Union Pacific has implemented more than 1,000 of these restrictions this year – significantly more than all other major freight railroads combined – as part of its effort to relieve congestion along the railroad. CEO Lance Fritz said in a brief letter to the US Surface Transportation Board on Friday that UP would block all new restrictions.
These orders, which forced businesses to temporarily limit their shipments and remove some of their railcars from UP’s network, caught the eye of regulators because they’ve been up significantly over the past few years. UP used 140 of them in 2018, according to the STB.
Members of the STB and companies that rely on the railroads to deliver their raw materials and finished products said at a two-day hearing last week that business operations are disrupted and shipping costs rise as companies find more expensive Shipping options may have to be resorted to, such as trucking.
Many businesses are served by only one railroad. Their bulk products may not be suited to being delivered by trucks, so they don’t have many options when Union Pacific borders them.
Typically, railroads use embargoes in extreme circumstances when something beyond their control, such as a flood or bridge fire, hurts their ability to move freight.
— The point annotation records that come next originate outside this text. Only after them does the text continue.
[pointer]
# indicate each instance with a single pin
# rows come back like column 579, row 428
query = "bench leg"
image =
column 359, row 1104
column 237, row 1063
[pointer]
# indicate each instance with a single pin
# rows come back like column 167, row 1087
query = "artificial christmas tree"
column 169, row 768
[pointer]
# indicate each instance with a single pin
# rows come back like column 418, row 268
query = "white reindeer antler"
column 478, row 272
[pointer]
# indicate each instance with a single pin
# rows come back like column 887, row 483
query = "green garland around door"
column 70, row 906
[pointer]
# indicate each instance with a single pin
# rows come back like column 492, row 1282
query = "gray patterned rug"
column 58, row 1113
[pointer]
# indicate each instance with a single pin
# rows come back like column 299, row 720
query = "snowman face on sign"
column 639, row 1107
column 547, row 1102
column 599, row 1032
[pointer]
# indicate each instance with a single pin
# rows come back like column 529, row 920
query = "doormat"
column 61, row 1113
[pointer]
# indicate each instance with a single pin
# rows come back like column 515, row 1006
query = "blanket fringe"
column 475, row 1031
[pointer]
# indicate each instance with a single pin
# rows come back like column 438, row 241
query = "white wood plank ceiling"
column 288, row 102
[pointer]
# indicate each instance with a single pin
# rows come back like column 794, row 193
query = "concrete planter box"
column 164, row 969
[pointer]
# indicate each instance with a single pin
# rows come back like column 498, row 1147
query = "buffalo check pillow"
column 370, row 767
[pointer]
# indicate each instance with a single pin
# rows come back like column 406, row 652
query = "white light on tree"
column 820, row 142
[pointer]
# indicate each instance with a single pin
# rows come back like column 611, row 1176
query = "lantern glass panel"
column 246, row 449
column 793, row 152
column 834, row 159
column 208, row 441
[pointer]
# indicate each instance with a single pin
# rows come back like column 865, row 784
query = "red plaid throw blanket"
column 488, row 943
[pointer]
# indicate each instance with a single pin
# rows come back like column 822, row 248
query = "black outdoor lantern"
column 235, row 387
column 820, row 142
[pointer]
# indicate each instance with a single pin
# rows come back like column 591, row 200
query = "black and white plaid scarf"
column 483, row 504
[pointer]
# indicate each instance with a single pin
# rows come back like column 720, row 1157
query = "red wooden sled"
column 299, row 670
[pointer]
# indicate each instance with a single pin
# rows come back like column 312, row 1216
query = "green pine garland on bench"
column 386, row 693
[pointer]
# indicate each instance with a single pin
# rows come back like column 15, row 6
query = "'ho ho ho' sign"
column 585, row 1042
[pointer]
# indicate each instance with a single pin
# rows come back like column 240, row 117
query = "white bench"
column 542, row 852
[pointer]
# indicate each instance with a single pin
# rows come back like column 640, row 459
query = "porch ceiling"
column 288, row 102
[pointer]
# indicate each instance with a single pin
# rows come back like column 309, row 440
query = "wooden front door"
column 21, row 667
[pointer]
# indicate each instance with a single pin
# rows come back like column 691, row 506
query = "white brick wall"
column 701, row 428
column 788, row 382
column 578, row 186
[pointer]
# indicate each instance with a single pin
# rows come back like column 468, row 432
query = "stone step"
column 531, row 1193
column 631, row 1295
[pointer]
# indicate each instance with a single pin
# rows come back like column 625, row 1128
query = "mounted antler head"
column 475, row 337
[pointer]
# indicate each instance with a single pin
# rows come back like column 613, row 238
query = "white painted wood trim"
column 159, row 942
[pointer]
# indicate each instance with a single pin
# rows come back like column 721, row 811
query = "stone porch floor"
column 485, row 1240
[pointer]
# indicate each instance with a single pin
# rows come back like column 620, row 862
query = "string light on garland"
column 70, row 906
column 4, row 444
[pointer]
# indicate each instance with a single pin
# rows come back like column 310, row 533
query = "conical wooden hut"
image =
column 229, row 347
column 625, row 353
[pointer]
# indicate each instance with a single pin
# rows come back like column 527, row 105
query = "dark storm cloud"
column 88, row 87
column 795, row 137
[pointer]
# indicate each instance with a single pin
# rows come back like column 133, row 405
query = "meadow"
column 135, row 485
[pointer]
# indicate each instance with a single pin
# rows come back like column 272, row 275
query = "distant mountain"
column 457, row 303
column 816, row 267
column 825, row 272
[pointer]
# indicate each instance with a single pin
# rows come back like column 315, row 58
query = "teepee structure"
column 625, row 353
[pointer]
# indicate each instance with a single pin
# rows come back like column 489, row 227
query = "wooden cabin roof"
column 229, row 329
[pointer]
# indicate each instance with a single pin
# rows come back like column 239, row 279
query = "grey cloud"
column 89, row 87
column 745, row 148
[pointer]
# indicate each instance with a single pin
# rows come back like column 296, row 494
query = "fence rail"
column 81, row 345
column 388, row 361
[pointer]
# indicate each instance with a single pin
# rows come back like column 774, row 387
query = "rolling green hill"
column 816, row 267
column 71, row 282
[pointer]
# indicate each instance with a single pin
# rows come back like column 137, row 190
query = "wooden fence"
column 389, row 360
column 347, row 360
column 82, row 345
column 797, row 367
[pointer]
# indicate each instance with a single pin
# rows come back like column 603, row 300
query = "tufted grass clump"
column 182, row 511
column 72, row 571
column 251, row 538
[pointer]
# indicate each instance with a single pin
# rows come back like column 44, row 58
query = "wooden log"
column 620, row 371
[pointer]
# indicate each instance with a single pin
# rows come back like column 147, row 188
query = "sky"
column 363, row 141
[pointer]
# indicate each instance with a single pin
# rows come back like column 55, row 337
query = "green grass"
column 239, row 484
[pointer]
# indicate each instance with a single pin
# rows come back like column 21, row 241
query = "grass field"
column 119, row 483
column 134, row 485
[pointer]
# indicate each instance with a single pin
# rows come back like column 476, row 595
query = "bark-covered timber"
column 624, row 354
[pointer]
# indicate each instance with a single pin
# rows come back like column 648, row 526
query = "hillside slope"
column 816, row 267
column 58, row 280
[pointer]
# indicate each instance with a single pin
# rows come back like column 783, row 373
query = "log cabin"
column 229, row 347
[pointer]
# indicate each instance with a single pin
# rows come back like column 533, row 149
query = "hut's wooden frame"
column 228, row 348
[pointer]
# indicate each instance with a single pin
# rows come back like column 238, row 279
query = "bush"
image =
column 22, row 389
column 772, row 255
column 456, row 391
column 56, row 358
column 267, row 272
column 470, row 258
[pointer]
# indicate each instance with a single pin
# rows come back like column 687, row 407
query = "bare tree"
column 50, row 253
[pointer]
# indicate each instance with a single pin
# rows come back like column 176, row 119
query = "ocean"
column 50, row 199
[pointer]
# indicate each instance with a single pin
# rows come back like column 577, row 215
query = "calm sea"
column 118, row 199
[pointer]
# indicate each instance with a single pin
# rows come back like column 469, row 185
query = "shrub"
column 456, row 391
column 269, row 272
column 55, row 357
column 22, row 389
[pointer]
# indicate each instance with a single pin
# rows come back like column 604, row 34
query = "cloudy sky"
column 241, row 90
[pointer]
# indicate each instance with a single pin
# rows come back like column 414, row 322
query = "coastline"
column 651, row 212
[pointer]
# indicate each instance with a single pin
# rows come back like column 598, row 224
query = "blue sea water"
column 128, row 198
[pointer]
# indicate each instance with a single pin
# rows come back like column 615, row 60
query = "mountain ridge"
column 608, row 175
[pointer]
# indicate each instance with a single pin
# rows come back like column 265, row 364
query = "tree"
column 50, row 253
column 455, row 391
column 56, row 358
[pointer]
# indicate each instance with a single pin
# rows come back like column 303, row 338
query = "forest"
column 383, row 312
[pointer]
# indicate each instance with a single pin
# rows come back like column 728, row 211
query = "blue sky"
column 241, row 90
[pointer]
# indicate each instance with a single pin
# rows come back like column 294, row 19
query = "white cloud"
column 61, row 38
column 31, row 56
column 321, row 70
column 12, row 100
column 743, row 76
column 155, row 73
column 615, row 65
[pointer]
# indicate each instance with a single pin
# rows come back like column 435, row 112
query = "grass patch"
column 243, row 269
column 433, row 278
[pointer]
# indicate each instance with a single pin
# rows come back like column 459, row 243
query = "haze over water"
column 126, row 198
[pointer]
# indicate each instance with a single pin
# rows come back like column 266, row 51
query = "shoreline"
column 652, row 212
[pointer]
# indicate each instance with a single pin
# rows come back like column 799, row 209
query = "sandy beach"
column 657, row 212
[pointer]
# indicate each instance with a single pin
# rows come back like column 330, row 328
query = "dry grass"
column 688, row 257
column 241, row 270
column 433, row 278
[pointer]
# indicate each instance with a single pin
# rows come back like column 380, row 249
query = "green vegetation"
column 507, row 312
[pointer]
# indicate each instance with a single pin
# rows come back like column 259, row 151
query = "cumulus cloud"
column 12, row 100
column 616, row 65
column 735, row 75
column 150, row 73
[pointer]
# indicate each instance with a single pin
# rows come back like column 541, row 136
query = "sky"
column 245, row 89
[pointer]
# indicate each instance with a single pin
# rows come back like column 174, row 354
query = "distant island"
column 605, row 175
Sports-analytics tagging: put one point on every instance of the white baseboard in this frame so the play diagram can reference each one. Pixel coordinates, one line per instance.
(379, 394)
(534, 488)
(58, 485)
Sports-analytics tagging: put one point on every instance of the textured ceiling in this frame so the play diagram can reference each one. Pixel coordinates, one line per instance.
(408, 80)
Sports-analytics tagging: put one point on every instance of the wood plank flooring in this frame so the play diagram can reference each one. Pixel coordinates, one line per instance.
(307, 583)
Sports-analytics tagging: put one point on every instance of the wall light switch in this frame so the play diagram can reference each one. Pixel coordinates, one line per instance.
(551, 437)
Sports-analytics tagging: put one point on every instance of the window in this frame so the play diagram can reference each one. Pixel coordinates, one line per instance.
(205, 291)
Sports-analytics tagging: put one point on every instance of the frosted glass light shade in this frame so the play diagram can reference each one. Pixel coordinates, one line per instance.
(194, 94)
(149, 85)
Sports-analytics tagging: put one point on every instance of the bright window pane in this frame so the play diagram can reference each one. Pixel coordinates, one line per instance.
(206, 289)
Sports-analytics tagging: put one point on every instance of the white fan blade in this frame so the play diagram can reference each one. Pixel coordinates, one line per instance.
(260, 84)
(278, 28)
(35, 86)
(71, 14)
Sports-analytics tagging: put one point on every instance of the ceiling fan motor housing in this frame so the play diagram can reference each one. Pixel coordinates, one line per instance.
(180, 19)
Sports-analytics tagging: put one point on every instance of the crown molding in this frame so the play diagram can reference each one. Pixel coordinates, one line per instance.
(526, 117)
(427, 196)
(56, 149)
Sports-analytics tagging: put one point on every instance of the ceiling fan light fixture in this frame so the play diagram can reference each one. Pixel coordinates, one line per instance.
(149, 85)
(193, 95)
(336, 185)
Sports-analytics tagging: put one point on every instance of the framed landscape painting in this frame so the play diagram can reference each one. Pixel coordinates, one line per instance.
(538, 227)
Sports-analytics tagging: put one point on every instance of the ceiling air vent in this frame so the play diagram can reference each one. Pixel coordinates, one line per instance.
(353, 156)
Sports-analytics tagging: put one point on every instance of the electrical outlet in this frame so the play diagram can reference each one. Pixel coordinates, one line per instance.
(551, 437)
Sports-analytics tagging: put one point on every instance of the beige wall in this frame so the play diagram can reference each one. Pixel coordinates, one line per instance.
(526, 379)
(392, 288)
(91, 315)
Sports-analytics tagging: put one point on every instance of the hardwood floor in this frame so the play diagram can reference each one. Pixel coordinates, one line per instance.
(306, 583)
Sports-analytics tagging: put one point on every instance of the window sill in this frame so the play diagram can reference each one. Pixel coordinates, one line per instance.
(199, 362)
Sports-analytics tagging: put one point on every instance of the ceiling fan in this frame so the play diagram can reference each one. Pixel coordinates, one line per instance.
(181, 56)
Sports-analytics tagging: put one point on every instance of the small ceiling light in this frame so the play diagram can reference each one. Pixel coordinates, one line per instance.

However, business groups say they believe UP’s deep cuts in its workforce are part of the reason the Omaha, Nebraska-based railroad is having so much trouble meeting customer expectations.
Union Pacific executives argued at the hearing that these temporary limits were needed to help improve the railroad’s performance, but STB President Martin Obermann said they did not significantly help Union Pacific because its performance statistics were not yet available. are also behind where they should be.